Uber comprará 24.000 Volvos para su flota de coches sin conductor

Uber acordó con Volvo la compra de miles de autos para su flota de vehículos totalmente autónomos.


La compañía norteamericana de ride-hailing ya tiene cerca de 200 camionetas SUV con sus sistemas de autoconducción haciendo una serie de pruebas en Pittsburgh, San Francisco y Tempe, Arizona.

El nuevo contrato establece que Uber adquirirá hasta 24.000 vehículos XC90 entre 2019 y 2021 por una suma de unos u$s 1400 millones para la automotriz de capitales chinos.

Uber comprará los autos a Volvo, luego colocará su propia serie de sensores sobre el techo del vehículo y los operará probablemente sin la necesidad de que un ser humano se siente frente al volante como parte de la red Uber.

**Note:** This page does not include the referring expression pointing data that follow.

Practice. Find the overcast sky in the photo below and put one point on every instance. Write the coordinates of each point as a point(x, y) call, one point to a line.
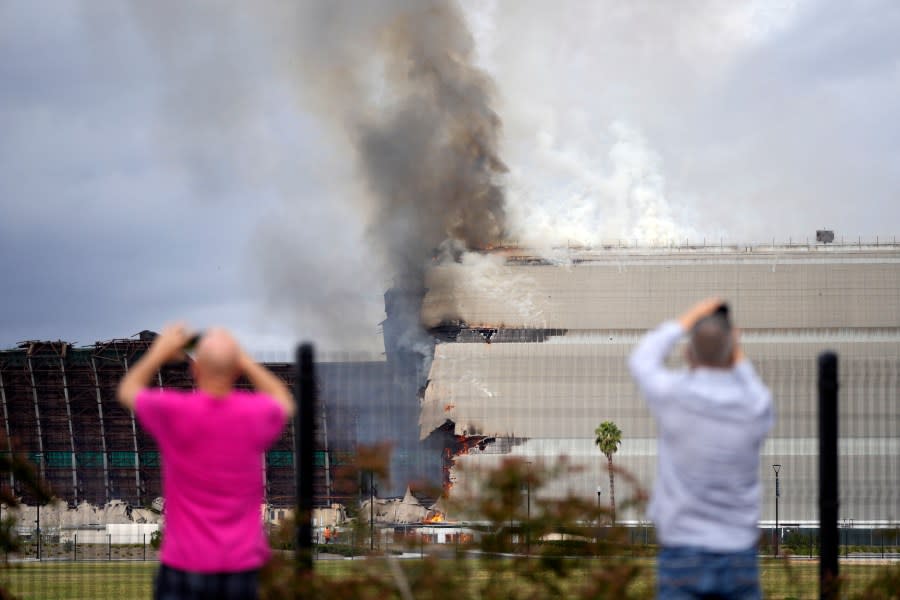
point(161, 162)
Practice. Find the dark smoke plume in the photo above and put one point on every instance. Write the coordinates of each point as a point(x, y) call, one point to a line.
point(420, 120)
point(398, 78)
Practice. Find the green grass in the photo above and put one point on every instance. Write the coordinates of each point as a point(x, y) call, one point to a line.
point(128, 580)
point(80, 580)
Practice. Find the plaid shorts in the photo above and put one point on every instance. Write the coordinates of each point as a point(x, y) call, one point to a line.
point(175, 584)
point(684, 573)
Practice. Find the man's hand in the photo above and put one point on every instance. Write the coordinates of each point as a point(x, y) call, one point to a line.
point(704, 308)
point(737, 353)
point(266, 382)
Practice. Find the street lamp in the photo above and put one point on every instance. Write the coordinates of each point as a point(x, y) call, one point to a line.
point(776, 468)
point(528, 509)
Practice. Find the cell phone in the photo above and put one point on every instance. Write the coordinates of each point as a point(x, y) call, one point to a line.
point(192, 341)
point(722, 311)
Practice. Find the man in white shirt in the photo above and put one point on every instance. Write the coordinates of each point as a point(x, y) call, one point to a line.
point(712, 419)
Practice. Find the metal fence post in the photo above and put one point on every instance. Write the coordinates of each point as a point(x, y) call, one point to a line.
point(304, 430)
point(828, 475)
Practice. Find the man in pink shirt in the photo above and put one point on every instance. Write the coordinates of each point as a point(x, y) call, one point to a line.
point(212, 442)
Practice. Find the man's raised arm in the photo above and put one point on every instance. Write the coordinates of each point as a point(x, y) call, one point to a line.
point(167, 346)
point(647, 361)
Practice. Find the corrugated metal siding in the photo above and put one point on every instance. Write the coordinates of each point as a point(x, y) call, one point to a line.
point(791, 305)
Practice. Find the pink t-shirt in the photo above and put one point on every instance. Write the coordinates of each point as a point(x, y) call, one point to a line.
point(212, 475)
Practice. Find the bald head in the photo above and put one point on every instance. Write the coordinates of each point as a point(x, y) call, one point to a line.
point(711, 343)
point(216, 361)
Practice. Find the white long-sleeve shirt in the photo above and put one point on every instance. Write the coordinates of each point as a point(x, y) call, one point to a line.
point(711, 426)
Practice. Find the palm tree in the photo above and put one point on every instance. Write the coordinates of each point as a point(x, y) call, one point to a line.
point(609, 436)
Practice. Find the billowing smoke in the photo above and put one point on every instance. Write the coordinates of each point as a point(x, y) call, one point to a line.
point(396, 147)
point(398, 79)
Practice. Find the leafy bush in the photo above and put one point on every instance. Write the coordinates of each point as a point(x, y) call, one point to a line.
point(549, 549)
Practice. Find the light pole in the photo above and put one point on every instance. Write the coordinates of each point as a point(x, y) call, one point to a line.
point(776, 468)
point(528, 508)
point(371, 510)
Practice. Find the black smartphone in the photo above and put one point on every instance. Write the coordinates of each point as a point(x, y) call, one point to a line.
point(192, 341)
point(722, 311)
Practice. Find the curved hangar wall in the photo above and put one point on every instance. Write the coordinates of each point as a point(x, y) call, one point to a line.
point(546, 397)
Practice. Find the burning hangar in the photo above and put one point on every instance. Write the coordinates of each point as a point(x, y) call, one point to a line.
point(524, 355)
point(532, 357)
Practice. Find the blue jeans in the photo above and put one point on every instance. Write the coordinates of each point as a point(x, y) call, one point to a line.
point(175, 584)
point(684, 573)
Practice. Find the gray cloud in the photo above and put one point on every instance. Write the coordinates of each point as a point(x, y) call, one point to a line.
point(166, 159)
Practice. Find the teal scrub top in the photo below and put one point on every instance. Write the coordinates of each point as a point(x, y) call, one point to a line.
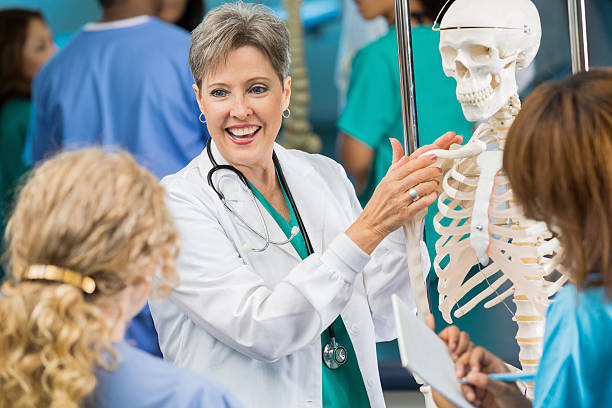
point(373, 114)
point(14, 117)
point(342, 387)
point(576, 366)
point(373, 111)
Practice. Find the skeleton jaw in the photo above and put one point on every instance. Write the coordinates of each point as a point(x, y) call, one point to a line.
point(475, 97)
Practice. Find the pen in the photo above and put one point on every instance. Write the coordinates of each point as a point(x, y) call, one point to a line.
point(509, 377)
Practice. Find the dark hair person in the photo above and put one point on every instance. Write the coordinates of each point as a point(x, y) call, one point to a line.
point(25, 45)
point(186, 14)
point(558, 161)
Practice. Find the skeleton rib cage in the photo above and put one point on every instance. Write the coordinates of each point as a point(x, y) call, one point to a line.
point(523, 254)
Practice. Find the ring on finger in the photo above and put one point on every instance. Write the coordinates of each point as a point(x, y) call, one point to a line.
point(413, 194)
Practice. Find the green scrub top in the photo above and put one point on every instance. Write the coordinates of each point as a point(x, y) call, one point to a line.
point(14, 117)
point(373, 111)
point(373, 114)
point(342, 387)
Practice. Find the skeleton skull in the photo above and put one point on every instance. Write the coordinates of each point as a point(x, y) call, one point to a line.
point(483, 43)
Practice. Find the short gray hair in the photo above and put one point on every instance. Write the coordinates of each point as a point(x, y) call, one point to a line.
point(234, 25)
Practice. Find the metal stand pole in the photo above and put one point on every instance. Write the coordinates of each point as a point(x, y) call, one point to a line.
point(406, 68)
point(578, 35)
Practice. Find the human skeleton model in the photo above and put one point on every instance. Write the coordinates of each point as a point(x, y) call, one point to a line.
point(483, 43)
point(297, 131)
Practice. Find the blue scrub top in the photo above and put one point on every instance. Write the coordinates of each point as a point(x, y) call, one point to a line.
point(127, 87)
point(141, 380)
point(576, 366)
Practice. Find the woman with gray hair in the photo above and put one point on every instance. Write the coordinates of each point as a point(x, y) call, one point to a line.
point(285, 282)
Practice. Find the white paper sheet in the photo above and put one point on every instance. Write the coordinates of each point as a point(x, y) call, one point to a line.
point(425, 355)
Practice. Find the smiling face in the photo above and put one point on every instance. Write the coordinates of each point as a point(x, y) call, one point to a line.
point(243, 101)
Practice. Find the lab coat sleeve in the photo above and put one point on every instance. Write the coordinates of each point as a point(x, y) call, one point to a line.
point(387, 274)
point(228, 299)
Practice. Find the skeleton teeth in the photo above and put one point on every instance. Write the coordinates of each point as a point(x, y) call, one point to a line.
point(243, 131)
point(475, 97)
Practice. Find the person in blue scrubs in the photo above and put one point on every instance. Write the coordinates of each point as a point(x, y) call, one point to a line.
point(124, 82)
point(557, 159)
point(88, 233)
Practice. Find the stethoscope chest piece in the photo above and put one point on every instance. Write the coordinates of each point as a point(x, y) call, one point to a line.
point(334, 355)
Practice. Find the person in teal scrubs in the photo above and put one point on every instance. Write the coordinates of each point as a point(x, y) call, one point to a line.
point(26, 43)
point(373, 111)
point(557, 159)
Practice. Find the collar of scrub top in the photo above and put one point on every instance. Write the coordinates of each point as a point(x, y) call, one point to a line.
point(111, 25)
point(243, 179)
point(313, 209)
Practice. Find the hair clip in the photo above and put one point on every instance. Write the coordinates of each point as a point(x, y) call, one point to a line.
point(53, 273)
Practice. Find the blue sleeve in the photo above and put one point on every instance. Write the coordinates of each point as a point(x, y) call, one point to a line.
point(557, 378)
point(558, 382)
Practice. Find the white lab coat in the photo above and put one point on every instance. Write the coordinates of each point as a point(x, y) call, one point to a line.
point(253, 321)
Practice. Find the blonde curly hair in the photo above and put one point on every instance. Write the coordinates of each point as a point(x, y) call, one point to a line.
point(96, 213)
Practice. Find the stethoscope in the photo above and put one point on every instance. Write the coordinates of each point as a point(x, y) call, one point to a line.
point(334, 355)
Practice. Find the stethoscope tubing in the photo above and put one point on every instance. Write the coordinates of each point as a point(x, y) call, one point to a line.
point(283, 181)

El anuncio se produce dos semanas después de que Wyamo, la unidad de coches autónomos de Alphabet, controlante de Google, anunció que está lanzando sus autos sin conductor en una prueba en Phoenix, Arizona.

Uber y Volvo se comprometieron el año pasado a invertir u$s 300 millones para desarrollar un vehículo listo para ser autónomo, un acuerdo que incluye el trabajo de ingeniería conjunto para diseñar los sistemas.

Jeff Miller, director de asociaciones con automotrices en Uber, señaló que la cifra de 24.000 es la "mejor aproximación" de la cantidad de autos que inicialmente necesitará Uber, con una "gran variabilidad" dadas las regulaciones y el crecimiento del negocio de la compañía.

Una pregunta clave que enfrenta Uber es si será dueño y operará los autos autónomos, lo que implicaría elevados costos de capital y cambios drásticos en el modelo de negocios liviano de activos, o si terceras partes manejarían los coches sin conductor a través de la aplicación Uber.

La compañía está probando ambos modelos de negocio, y se asoció con la alemana Daimler para que la automotriz sea propietaria de los autos autónomos y los vehículos estén disponibles a través de la aplicación Uber.

El acuerdo con Volvo abre una fuente de ingresos totalmente nueva para la automotriz mientras se posiciona para convertirse en un proveedor de la industria del ride-hailing, además de tradicional fabricante de autos.

Varias automotrices cerraron acuerdos con servicios de ride-hailing con la esperanza de garantizarse negocios futuros y trabajar juntos para desarrollar tecnología autónoma. General Motors y Jaguar Land Rover invirtieron en la rival norteamericana de Uber, Lyft, mientras que Volkswagen lo hizo con la rival europea Gett.

El contrato de Uber con Volvo no tiene cláusula de exclusividad, lo que significa que tiene libertad de elegir otras automotrices para que le provean de vehículos y Volvo puede vender sus autos a otros proveedores de ride-hailing.